The disproportion between the actual security threat posed by the Houthis and the disruption in the world economy caused by the Red Sea crisis raises the question of whether we are witnessing another version of the “Nord Stream” tactics. As in the case of the sabotage of the Nord Stream gas pipeline, which was blown up with the complicity of NATO and Anglo-American secret services, the big loser in the Red Sea crisis is Europe, given the amount of its foreign trade that transits through the Suez Canal.

In terms of world trade, 12% goes through the Suez Canal, including 10% of the oil, 8% of the gas and 30% of container traffic.

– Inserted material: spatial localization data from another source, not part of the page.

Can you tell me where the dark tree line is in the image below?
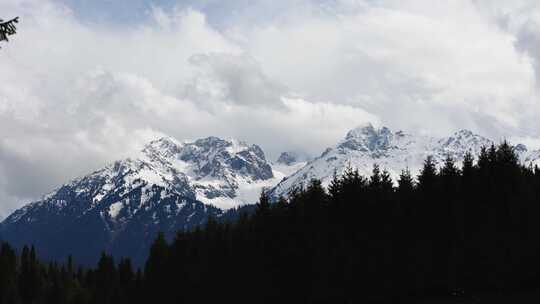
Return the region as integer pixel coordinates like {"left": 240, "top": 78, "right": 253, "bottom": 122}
{"left": 3, "top": 142, "right": 540, "bottom": 303}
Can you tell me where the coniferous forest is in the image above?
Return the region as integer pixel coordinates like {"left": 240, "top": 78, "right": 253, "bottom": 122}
{"left": 3, "top": 142, "right": 540, "bottom": 303}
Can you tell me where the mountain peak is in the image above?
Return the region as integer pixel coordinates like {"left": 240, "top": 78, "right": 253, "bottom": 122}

A full 40% of Asia-Europe trade normally takes this route, including a huge amount of oil and diese fuel, as well as food products such as palm oil and grain, and anything else transported on container ships, which means most of the world’s manufactured products.

According to the Suez Canal Authority (SCA) Chairman Osama Rabie, ship traffic has decreased by 30% since the beginning of 2024 compared to 2023. As for container traffic, it has declined by 66%, according to the Kiel Institute for the World Economy (IfW). We are not yet back to pre-1869, before the canal was built, but an increasing number of shipping companies are falling back on the longer route around the Cape of Good Hope, which has resulted in adding two weeks to travel time and increased costs (between 150% and 250%). The cost to ship a standard 40-foot container from China to Northern Europe has jumped from $1,500 to $4,000, according to the IfW.

 

For those companies that are still sending their ships through the canal, insurance costs have increased by 400%. Already before Christmas, coverage had surged to about 0.5% of the value of a ship’s hull, according to the American Journal of Transportation. That’s a sharp increase from earlier that month, when costs were about 0.1% to 0.2% of the hull value. For a vessel carrying goods valued at $100 million, an expense of 0.5% translates into an insurance cost of $500,000 per voyage. This applies to  merchant ships entering routes in the Southern Red Sea or Gulf of Aden.

An energy and supply shock is exactly what European economies do not need at a time when, as a result of sanctions and of the insane “green” transition, they are threatened with de-industrialization. Like in all crime stories, the question to be raised is: cui bono?